Alianças com plataformas de streaming sim, mas com “muitas atenção”

Quanto a uma “deslinearização” da televisão, José Fragoso, diretor de programas da RTP, acrescenta que a mesma já está feita ou se está a fazer. “Mas como vamos todos ser plataformas, estar dentro de plataformas, é muito importante olhar para as plataformas de streaming como concorrentes também“, avisou.

O diretor de programas da RTP sublinhou, no entanto, que há projetos onde faz sentido um alinhamento com uma grande plataforma de streaming, exemplificando com várias produções como “Ponto Nemo”, “Glória” ou “Codex 632” que a RTP não teria conseguido sem essas parcerias.

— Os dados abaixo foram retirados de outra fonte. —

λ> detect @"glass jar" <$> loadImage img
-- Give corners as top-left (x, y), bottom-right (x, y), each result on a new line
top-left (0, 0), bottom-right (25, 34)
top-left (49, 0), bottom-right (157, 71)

Também José Eduardo Moniz já tinha dito que é preciso “saber jogar com outros que são muito maiores do que nós” e que “já não serve o orgulhosamente sós”. “Às vezes é necessário ir para a cama com o inimigo, o que significa que estamos a fazer incursões com entidades que, à nossa custa, podem estar a conquistar uma posição muito melhor. Mas é assim que as coisas se fazem, temos de viver numa lógica de interdependência, eles servem-se de nós e nós deles e não podemos depender só de uma entidade“, explicou.

José Fragoso concordou com a ideia. “Quando conseguimos esse entendimento faz todo o sentido. Em boa verdade as plataformas também nos dão uma boleia a nós, mas a questão é fazer essa evolução com muita atenção. Há alturas em que não se pode dar abébias ao inimigo“, defendeu.

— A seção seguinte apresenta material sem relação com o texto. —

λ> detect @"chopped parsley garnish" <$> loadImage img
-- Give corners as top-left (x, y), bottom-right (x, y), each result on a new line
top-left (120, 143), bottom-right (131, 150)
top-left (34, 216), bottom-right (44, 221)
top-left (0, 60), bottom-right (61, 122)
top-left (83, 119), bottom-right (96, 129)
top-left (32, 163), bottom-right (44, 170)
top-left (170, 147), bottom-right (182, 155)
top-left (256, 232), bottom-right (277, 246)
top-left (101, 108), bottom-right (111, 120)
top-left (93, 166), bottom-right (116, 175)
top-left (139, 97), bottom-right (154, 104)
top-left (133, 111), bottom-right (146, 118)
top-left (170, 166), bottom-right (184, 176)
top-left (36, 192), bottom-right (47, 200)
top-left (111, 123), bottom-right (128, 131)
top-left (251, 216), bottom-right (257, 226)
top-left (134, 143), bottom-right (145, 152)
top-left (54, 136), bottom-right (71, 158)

Sobre uma plataforma de streaming conjunta entre os três canais para fazer frente às grandes plataformas de streaming, José Fragoso começou por referir que já houve experiências na Europa que “funcionaram mal”, mas que “do ponto de vista conceptual” fazia sentido que operadores que falem português estivessem juntos.

Até acho que deveríamos fazer isso com operadores brasileiros e ir à procura de estações africanas que também pudessem entrar. Temos de ir à procura desses mercados e, se estivermos alinhados, disponibilizar na mesma plataforma conteúdos diversificados em língua portuguesa. Mas há diferentes visões de como isto pode funcionar e a verdade é que somos um país com pouca escala. Se calhar todos juntos não conseguimos sequer alavancar uma plataforma que seja capaz de se impor. Mas é um tema que deve estar em cima da mesa, convém estar de olho aberto“, defendeu o responsável da RTP.

A ideia de criar uma plataforma de streaming conjunta já tinha também sido defendida no evento por Nicolau Santos, presidente do conselho de administração da RTP, que, no entanto, não pareceu convencer os responsáveis dos canais privados.

A IA nas produções

Sobre a utilização de inteligência artificial (IA) nas produções, José Fragoso sublinhou que se está numa “fase muito inicial” em Portugal e que “quem está fora e em mercados com mais escala percebe que existem outras soluções” que vão impactar a indústria, incluindo soluções que permitem que não seja necessário deslocar equipas entre locais.

“É um tema que não se pára com as mãos. É preciso acompanhar, estudar, estar atento, ter mecanismos de validação, transparência nos processos e é necessário que a componente humana esteja presente porque o talento humano é muito difícil de substituir. Mas nos processos mais industriais a IA vai entrar aos poucos e trazer eficiência”, apontou o diretor de programas da RTP, referindo no entanto que é preciso haver limites, como sejam aqueles relacionados com questões de direitos de autor.

Por parte da SIC, Daniel Oliveira avançou que a estação tem vindo a testar sistemas para a legendagem automática de conteúdos, que têm um bom resultado mas que precisam sempre de uma curadoria humana. Além disso, também já é possível, através de máscaras, fazer com que os atores representem versões das suas personagens mais jovens, pelo que deixa de ser necessário recorrer a atores mais novos para esses papéis.

Há um caminho a fazer, que vai mudar o modo como produzimos os conteúdos, mas não vamos abdicar da mão humana. Vamos ter novas profissões e outras vão deixar de ser tão relevantes. É uma evolução constante“, concluiu.